Which teams have 30 wins?
Posted by Andy on May 30, 2010
Are you paying attention? Which 4 teams in baseball have at least 30 wins right now?
So you got the Rays and the Yankees.
Did you get the Reds and the Padres?
The Twins will join that list if they beat the Rangers tonight.
May 30th, 2010 at 8:48 pm
What about Toronto?
May 30th, 2010 at 8:51 pm
With the exchange rate, their 30 Canadian wins are worth only 24 in the US. (and I missed them, thanks.)
May 30th, 2010 at 8:58 pm
LOL
May 30th, 2010 at 9:03 pm
At current rates, it's more like 28.5 wins.

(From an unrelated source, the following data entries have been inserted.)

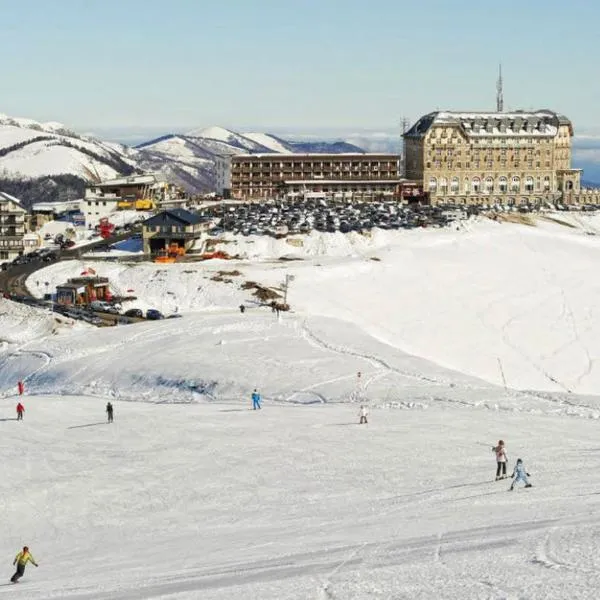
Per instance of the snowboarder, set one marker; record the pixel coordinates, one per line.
(363, 415)
(21, 560)
(520, 474)
(501, 460)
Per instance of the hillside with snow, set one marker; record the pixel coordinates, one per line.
(48, 161)
(451, 338)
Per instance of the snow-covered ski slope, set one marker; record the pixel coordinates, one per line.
(503, 302)
(190, 494)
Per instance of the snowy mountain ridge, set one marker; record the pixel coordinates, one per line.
(39, 161)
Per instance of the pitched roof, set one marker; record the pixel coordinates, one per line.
(4, 197)
(541, 123)
(173, 216)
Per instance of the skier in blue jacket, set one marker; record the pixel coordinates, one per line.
(520, 474)
(255, 400)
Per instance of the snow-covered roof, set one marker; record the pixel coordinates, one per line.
(132, 180)
(4, 197)
(542, 123)
(342, 181)
(55, 207)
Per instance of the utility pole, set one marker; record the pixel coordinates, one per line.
(286, 285)
(499, 91)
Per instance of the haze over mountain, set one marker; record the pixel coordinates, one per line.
(45, 161)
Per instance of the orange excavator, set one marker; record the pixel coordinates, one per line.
(170, 254)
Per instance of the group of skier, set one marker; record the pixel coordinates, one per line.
(519, 473)
(109, 412)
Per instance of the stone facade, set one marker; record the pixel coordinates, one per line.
(263, 176)
(493, 158)
(12, 227)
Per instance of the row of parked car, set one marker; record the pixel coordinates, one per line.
(40, 255)
(303, 216)
(300, 216)
(114, 308)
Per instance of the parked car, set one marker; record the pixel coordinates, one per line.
(102, 306)
(154, 315)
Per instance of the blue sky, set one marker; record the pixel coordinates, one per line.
(292, 64)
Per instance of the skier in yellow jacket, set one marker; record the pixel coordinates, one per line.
(21, 560)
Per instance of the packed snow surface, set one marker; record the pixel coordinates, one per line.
(191, 494)
(504, 302)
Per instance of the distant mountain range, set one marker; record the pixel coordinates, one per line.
(48, 161)
(45, 161)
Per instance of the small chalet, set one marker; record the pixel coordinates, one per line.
(171, 228)
(83, 290)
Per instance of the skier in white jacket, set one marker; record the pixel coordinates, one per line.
(501, 460)
(363, 413)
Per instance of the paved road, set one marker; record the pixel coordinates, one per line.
(13, 280)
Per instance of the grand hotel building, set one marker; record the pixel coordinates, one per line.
(492, 157)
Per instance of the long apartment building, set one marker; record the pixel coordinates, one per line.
(12, 227)
(359, 175)
(492, 157)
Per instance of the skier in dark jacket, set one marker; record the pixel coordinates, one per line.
(520, 474)
(21, 560)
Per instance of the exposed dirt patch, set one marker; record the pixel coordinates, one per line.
(263, 293)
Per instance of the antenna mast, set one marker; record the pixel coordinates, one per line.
(499, 91)
(404, 124)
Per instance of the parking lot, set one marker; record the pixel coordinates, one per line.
(301, 216)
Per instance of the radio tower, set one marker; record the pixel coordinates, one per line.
(404, 124)
(499, 91)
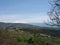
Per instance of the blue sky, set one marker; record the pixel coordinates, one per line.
(24, 11)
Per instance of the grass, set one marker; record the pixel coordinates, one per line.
(13, 37)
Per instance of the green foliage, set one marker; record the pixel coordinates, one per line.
(12, 37)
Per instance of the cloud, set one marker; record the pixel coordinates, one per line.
(24, 18)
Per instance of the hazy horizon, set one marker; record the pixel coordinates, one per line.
(24, 11)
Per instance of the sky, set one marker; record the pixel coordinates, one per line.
(24, 11)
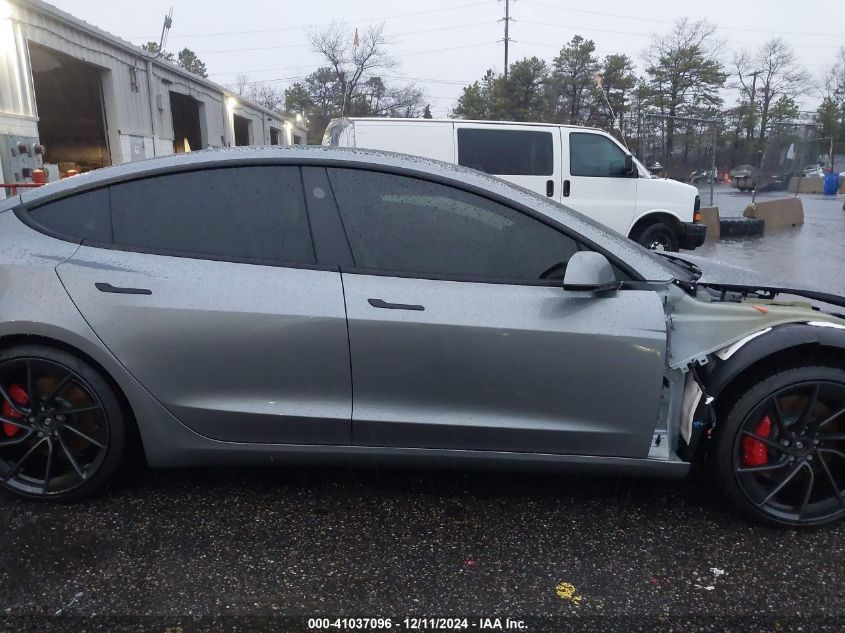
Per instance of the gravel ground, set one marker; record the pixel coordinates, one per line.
(227, 549)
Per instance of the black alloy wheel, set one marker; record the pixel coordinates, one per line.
(61, 428)
(787, 453)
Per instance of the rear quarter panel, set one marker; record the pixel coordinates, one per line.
(431, 140)
(34, 307)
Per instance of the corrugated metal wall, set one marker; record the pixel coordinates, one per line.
(130, 108)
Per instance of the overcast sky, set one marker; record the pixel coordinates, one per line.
(444, 45)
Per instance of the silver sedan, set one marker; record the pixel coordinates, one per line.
(303, 306)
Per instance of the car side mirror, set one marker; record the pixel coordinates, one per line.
(591, 272)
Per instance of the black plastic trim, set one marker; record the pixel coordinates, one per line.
(106, 287)
(692, 235)
(381, 303)
(780, 338)
(331, 245)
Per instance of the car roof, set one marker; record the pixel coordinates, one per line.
(647, 265)
(389, 120)
(233, 156)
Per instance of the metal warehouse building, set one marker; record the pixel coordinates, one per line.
(77, 98)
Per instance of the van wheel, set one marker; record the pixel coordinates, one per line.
(659, 237)
(778, 454)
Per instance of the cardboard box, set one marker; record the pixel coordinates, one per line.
(778, 214)
(809, 184)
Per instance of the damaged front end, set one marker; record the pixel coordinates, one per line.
(719, 332)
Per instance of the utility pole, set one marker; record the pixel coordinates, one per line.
(750, 134)
(507, 39)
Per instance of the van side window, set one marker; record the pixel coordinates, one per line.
(506, 152)
(595, 155)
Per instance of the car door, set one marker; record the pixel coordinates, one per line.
(595, 182)
(521, 154)
(462, 337)
(205, 287)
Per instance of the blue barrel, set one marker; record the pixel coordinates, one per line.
(831, 184)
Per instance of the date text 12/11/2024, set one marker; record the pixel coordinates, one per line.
(416, 624)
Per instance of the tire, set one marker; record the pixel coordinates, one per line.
(659, 236)
(74, 443)
(792, 479)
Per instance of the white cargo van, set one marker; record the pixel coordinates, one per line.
(583, 168)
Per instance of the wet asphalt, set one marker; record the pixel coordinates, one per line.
(254, 550)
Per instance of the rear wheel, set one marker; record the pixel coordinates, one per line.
(62, 430)
(659, 237)
(780, 451)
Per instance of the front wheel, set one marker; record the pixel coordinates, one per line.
(780, 450)
(659, 237)
(62, 429)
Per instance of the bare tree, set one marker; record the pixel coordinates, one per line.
(241, 84)
(767, 75)
(352, 64)
(259, 92)
(685, 73)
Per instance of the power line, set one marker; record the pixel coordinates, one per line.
(578, 28)
(307, 26)
(277, 46)
(507, 20)
(644, 19)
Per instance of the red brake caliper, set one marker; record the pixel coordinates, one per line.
(754, 452)
(18, 394)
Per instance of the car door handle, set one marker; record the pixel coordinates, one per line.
(103, 287)
(379, 303)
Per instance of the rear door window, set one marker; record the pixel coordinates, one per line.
(84, 216)
(408, 225)
(506, 152)
(252, 213)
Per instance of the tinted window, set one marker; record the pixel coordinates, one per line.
(402, 224)
(506, 152)
(595, 155)
(254, 213)
(84, 216)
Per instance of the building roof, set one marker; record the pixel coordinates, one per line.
(129, 47)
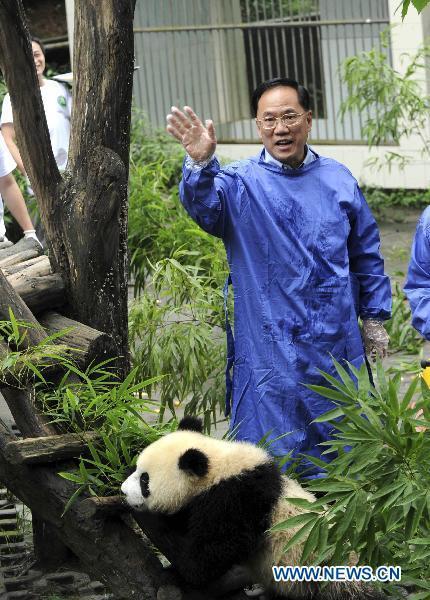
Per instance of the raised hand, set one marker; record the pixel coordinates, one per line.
(199, 141)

May 30th, 2010 at 11:10 pm
Speaking of exchange rates, has anyone else noticed the league-skew in the SRS ratings? I know the consensus is that the AL is the stronger league but I thought the SRS model was too simple to pick up on that. The skew seems to be completely in the Strength of Schedule (SOS) as the 8 toughest schedules are in the AL and the 13 weakest schedules are in the NL. Almost seems like just three teams are driving this skew. HOU/PIT on the low end in the NL and TBR on the high end on the AL. Pittsburgh had a seven game losing streak last month where they were blown out almost every day (72-12 over seven games).
May 31st, 2010 at 9:48 am
DavidRF, I'm fairly sure that the reason for the skew is because of a few blowouts in favor of the American league on the first day on interleague play when the AL in total outscored the NL by 26 runs(by my calculations) due in large part to the Twins (15-3 over Brewers), Royals (9-2 over Rockies), and White Sox (8-0 over Marlins). The Saturday/Sunday games of that weekend were slightly in the favor of the NL (NL outscored AL by 5), but not enough to undo the damage, leading to a large slant in favor of the AL.
May 31st, 2010 at 12:25 pm
Oh. I just re-read the definition of SOS. Its iterative. I was just using Rdiff, but that is just the initial seed. Its the successive iterations that are causing the skew. Thanks.